Nearly half of Uganda’s prison population has latent tuberculosis (TB), with the rate of active TB infection reaching 1,900 cases per 100,000 inmates—eight times higher than the national average, according to findings from the Uganda National Prevalence Survey on Tuberculosis, HIV, and COVID-19.
The survey, released on May 15, 2025, was conducted by Makerere University School of Public Health (MakSPH) in collaboration with the Uganda Prisons Service (UPS) and the Ministry of Health. It was funded by the U.S. President’s Emergency Plan for AIDS Relief (PEPFAR) and received technical support from the U.S. Centers for Disease Control and Prevention (CDC).
Dr. Simon Kasasa, the study’s Principal Investigator, revealed that TB infection risk increases with the length of stay in prison, especially for those incarcerated for three years or more.
“TB infection was significantly higher among male prisoners at 48% compared to 38% for females,” Dr. Kasasa said. The risk also rose with age, particularly among prisoners aged 65 and older.
The survey identified overcrowding and poor ventilation in prison facilities as major contributors to the high TB burden. Uganda’s prison system currently houses about 56,400 inmates—95% of whom are male—against a holding capacity of just 16,612, representing 340% occupancy.
HIV prevalence in prisons also remains high. The report shows that 11% of prisoners are HIV-positive—double the national rate. Female inmates are the most affected, with 21% living with HIV, compared to 11% of male inmates and only 2% among prison staff.
Despite the grim statistics, the study noted positive trends. HIV prevalence among prisoners dropped from 15% in 2013 to 11% in 2023. Among staff, prevalence declined dramatically from 12% to 2%. Dr. George Tumusinze, a Program Manager and Research Associate, pointed out that while 99% of HIV-positive inmates are on antiretroviral therapy (ART), only 70% have achieved viral suppression. “This highlights concerns about treatment efficacy,” he said.
Mr. Samuel Akena, Deputy Commissioner General of Prisons, described the survey as a milestone. “This survey is historic. It represents one of the most comprehensive efforts to understand the health status of people in prisons in Uganda,” Akena said. He called for coordinated efforts, stressing that “the time for piecemeal responses is over.”
Dr. Charles Olaro, Director General of Health Services at the Ministry of Health, said the findings provide a crucial baseline for policy and intervention planning. “Despite our efforts, we are still grappling with the burden of TB. Our progress toward eliminating it by 2030 has not been as swift as we had hoped,” he said.

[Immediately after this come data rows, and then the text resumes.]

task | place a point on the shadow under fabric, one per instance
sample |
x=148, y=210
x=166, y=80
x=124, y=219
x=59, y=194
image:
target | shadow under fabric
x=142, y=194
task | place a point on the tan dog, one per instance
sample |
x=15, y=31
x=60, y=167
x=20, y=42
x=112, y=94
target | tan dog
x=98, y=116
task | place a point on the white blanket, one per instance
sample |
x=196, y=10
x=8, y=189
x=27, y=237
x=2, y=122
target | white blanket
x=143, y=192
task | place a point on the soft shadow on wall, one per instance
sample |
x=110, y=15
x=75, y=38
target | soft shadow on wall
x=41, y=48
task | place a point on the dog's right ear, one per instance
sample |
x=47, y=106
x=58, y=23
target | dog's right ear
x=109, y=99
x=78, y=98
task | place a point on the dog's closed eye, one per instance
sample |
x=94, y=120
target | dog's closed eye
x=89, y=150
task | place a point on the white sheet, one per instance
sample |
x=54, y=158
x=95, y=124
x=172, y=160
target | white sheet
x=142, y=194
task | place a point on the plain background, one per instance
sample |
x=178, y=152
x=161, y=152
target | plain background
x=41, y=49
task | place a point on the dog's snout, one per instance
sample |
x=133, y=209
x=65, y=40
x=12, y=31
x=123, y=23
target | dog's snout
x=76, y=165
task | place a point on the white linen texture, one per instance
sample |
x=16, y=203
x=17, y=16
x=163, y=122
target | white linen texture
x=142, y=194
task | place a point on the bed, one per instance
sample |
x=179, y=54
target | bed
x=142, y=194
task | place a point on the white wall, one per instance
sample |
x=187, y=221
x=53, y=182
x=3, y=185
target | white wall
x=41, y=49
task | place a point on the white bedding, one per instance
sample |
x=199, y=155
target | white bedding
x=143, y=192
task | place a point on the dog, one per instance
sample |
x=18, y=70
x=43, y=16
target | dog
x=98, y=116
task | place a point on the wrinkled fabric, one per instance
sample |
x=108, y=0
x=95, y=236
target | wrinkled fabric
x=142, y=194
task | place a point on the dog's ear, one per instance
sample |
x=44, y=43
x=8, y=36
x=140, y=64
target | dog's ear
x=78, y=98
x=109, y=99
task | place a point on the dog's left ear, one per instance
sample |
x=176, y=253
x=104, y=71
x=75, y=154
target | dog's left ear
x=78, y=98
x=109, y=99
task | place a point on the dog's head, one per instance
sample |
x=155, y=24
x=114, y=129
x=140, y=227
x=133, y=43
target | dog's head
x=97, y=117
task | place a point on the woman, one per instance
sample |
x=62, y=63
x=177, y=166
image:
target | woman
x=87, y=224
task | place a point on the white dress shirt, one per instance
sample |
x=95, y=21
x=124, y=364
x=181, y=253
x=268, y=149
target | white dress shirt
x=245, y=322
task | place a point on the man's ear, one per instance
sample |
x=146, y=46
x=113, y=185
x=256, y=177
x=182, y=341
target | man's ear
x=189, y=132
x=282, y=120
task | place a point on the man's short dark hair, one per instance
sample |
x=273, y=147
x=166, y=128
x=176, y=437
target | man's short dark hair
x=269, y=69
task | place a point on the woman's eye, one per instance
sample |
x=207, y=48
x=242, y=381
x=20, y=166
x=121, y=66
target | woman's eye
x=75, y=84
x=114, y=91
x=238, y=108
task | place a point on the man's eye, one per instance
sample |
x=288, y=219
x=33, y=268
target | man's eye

Professor Rhoda Wanyenze, Dean of the School of Public Health and one of the lead investigators, urged stakeholders to act swiftly. “Traditional symptom-based screening missed nearly half of TB cases. We must institutionalize regular mass TB screening using advanced diagnostics like digital chest X-rays, GeneXpert, and TB LAM,” she said.
The U.S. CDC has supported the Uganda Prisons Service with over $18 million since 2010 to strengthen HIV and TB prevention, treatment, and care. Of that, $550,000 was allocated to this survey. Dr. Mary Boyd, CDC Uganda Director, said the investment aims to ensure inmates remain healthy during and after incarceration. “This work facilitates safe reintegration into communities and reduces public health risks like untreated TB,” she said.
Dr. James Kisambu, Commissioner for Prison Health Services, defended mandatory TB screening in prisons. “Prisons are high-risk, high-transmission environments. One undetected case can spark an outbreak. Mandatory screening, when done with dignity and linked to treatment, is a public health necessity,” he said.
The researchers emphasized the need for gender-sensitive interventions, as female inmates face disproportionately higher health risks. Mr. Akena underscored this point, stating, “Women in prison face higher risks, yet often remain invisible in program planning. If we are serious about health equity, we must prioritize gender-responsive strategies.”
Uganda currently operates 257 prisons across 16 administrative regions. Of these, 80% are overcrowded, and 95% lack sufficient natural ventilation. Health experts warn that these conditions accelerate the spread of airborne diseases.
The full study team included experts from MakSPH, the Uganda Prisons Service, the Ministry of Health, and U.S. CDC Uganda/Atlanta and PEPFAR USG agencies.
As the country digests these findings, officials and health advocates are calling for a coordinated, urgent response. The health of those behind bars, they insist, is deeply connected to the health of the communities they return to.